Frédéric Lefebvre annonce sa candidature à la primaire de la droite et du centre

Publié à 12h39, le 21 janvier 2016 , Modifié à 13h10, le 21 janvier 2016

Frédéric Lefebvre annonce sa candidature à la primaire de la droite et du centre
Frédéric Lefebvre, candidat surprise à la primaire de la droite et du centre © AFP
Image Etienne Baldit


SURPRISE - Alors que la liste des candidats à la primaire de la droite et du centre n'en finit plus de s'allonger. Après Alain Juppé, François Fillon, Hervé Mariton, Nadine Morano et Jean-Frédéric Poisson (et en attendant Nicolas Sarkozy, Bruno Le Maire et éventuellement Nathalie Kosciusko-Morizet), voici venir Frédéric Lefebvre.

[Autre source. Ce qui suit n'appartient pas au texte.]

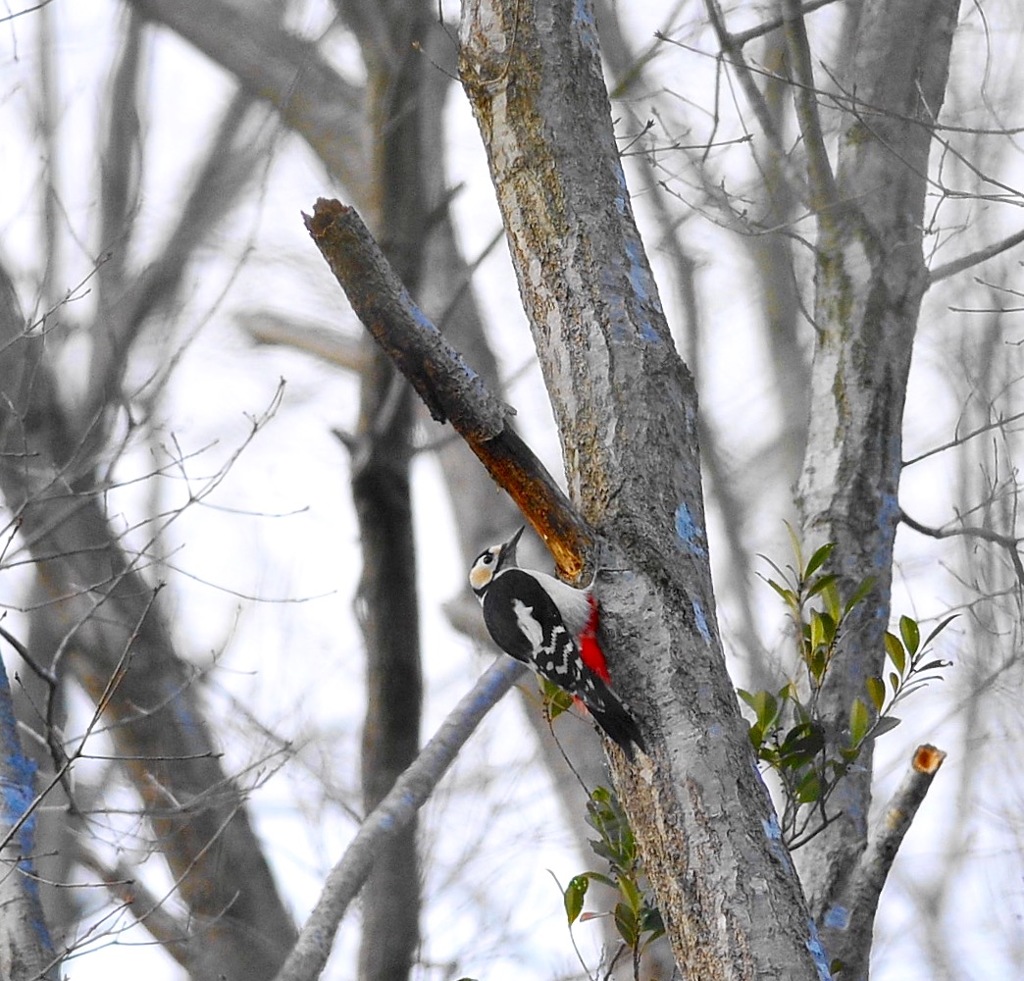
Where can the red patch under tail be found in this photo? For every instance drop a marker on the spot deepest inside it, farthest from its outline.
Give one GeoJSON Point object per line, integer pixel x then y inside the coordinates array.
{"type": "Point", "coordinates": [590, 649]}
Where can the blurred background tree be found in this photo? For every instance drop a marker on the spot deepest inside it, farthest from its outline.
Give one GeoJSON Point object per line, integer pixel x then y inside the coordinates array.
{"type": "Point", "coordinates": [158, 154]}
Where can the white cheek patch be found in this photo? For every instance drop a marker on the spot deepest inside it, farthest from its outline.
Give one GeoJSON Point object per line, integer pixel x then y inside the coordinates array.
{"type": "Point", "coordinates": [528, 627]}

Le député LR des Français de l'étranger (circonscription d'Amérique du Nord) se lance lui aussi dans la course, comme l'a annoncé un journaliste de l'AFP, jeudi 21 janvier :





C'est dans un courier envoyé aux maires qu'il sort du bois, précise l'AFP. Frédéric Lefebvre écrit :

Notre France n'en peut plus du théâtre d'ombres qu'est devenue la politique nationale, où le combat a remplacé le débat, où le cynisme prime sur l'authenticité et où l'intérêt partisan l'emporte toujours sur l'intérêt général. Cette politique qui divertit, détourne de l'essentiel, se déchire sur la déchéance de nationalité, les crèches dans les lieux publics ou le cumul des mandats, au lieu de se concentrer sur l'urgence : la lutte contre le chômage et les inégalités sociales et géographiques. 

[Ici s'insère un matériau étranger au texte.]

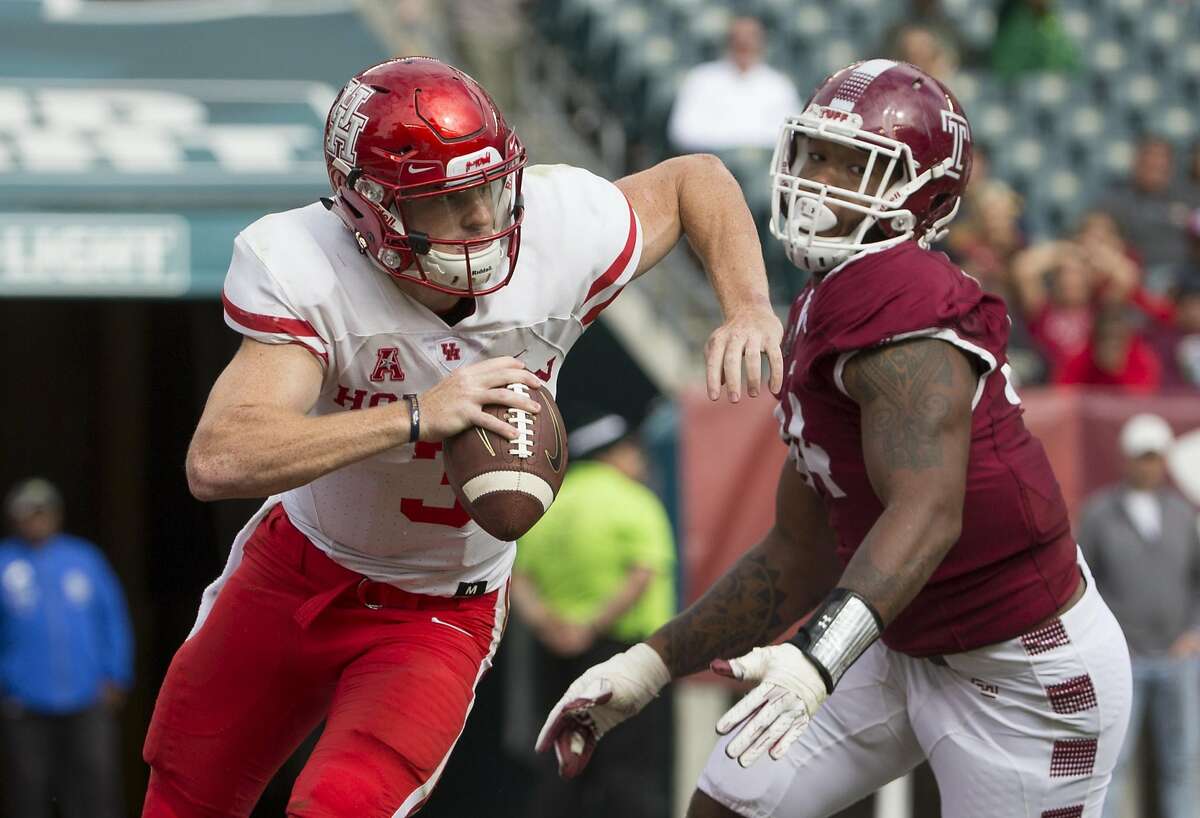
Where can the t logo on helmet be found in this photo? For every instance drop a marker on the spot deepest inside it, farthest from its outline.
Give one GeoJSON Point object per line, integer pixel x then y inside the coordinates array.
{"type": "Point", "coordinates": [957, 126]}
{"type": "Point", "coordinates": [346, 122]}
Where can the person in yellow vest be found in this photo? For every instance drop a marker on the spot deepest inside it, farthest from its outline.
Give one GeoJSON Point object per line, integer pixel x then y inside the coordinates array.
{"type": "Point", "coordinates": [593, 577]}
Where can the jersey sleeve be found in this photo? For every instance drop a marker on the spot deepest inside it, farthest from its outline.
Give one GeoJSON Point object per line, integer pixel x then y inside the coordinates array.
{"type": "Point", "coordinates": [911, 294]}
{"type": "Point", "coordinates": [257, 306]}
{"type": "Point", "coordinates": [601, 240]}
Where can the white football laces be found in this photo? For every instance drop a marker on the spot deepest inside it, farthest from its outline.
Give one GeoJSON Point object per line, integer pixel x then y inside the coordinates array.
{"type": "Point", "coordinates": [522, 445]}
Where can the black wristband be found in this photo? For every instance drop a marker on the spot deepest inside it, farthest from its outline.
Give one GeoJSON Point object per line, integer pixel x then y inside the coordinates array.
{"type": "Point", "coordinates": [838, 632]}
{"type": "Point", "coordinates": [414, 417]}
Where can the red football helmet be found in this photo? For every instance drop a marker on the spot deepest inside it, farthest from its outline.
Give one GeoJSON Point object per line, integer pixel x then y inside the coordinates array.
{"type": "Point", "coordinates": [426, 174]}
{"type": "Point", "coordinates": [897, 114]}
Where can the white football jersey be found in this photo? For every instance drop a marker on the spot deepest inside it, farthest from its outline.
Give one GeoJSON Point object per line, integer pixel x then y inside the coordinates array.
{"type": "Point", "coordinates": [298, 277]}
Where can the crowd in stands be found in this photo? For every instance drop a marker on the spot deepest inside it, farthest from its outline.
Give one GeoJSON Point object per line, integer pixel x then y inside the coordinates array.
{"type": "Point", "coordinates": [1115, 301]}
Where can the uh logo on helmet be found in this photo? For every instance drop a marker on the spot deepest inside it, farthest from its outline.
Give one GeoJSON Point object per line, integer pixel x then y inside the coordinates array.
{"type": "Point", "coordinates": [417, 136]}
{"type": "Point", "coordinates": [905, 122]}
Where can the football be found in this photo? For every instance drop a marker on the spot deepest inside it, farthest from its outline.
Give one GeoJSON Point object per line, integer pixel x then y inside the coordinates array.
{"type": "Point", "coordinates": [508, 485]}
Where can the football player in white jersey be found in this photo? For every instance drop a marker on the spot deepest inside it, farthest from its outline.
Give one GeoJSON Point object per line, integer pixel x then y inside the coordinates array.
{"type": "Point", "coordinates": [377, 324]}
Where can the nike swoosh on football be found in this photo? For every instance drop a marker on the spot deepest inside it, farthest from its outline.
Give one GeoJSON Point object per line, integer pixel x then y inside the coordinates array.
{"type": "Point", "coordinates": [556, 459]}
{"type": "Point", "coordinates": [442, 621]}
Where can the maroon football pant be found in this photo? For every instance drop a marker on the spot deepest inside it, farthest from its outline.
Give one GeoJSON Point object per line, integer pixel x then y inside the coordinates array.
{"type": "Point", "coordinates": [294, 638]}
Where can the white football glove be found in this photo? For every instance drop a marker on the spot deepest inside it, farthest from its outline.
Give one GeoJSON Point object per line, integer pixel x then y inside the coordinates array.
{"type": "Point", "coordinates": [598, 701]}
{"type": "Point", "coordinates": [789, 693]}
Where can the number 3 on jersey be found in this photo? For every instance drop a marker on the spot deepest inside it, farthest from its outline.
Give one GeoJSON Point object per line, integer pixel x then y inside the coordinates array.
{"type": "Point", "coordinates": [419, 511]}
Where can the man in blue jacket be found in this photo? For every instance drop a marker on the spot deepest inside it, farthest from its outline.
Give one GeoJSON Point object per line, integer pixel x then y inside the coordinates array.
{"type": "Point", "coordinates": [65, 663]}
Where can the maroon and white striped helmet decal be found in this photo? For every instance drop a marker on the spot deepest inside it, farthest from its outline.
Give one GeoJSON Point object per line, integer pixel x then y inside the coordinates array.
{"type": "Point", "coordinates": [856, 84]}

Je ne suis pas un candidat de plus, mais celui qui porte un projet différent.

Ancien secrétaire d'État de Nicolas Sarkozy, Frédéric Lefebvre a longtemps été un porte-flingue au service de la ligne de l'ancien chef de l'État. Mais depuis quelques mois, il fait plutôt parler de lui pour ses positionnements iconoclastes à droite.

Affichant désormais une volonté de s'extraire de l'affrontement automatique, il prône une vision plus ouverte de la politique, s'affranchissant souvent des clivages partisans. Il faisait ainsi partie de ces rares élus LR à vouloir voter la loi Macron. En avril 2014, il avait déjà approuvé le plan d'économies de Manuel Valls. Il lui est même arrivé de valider, pour une large part, les propositions de réorientation économique portées par Benoît Hamon ou Arnaud Montebourg...

Le genre de choses qui lui avait valu le doux surnom de "oui-oui" de la part certains du côté de feu l'UMP.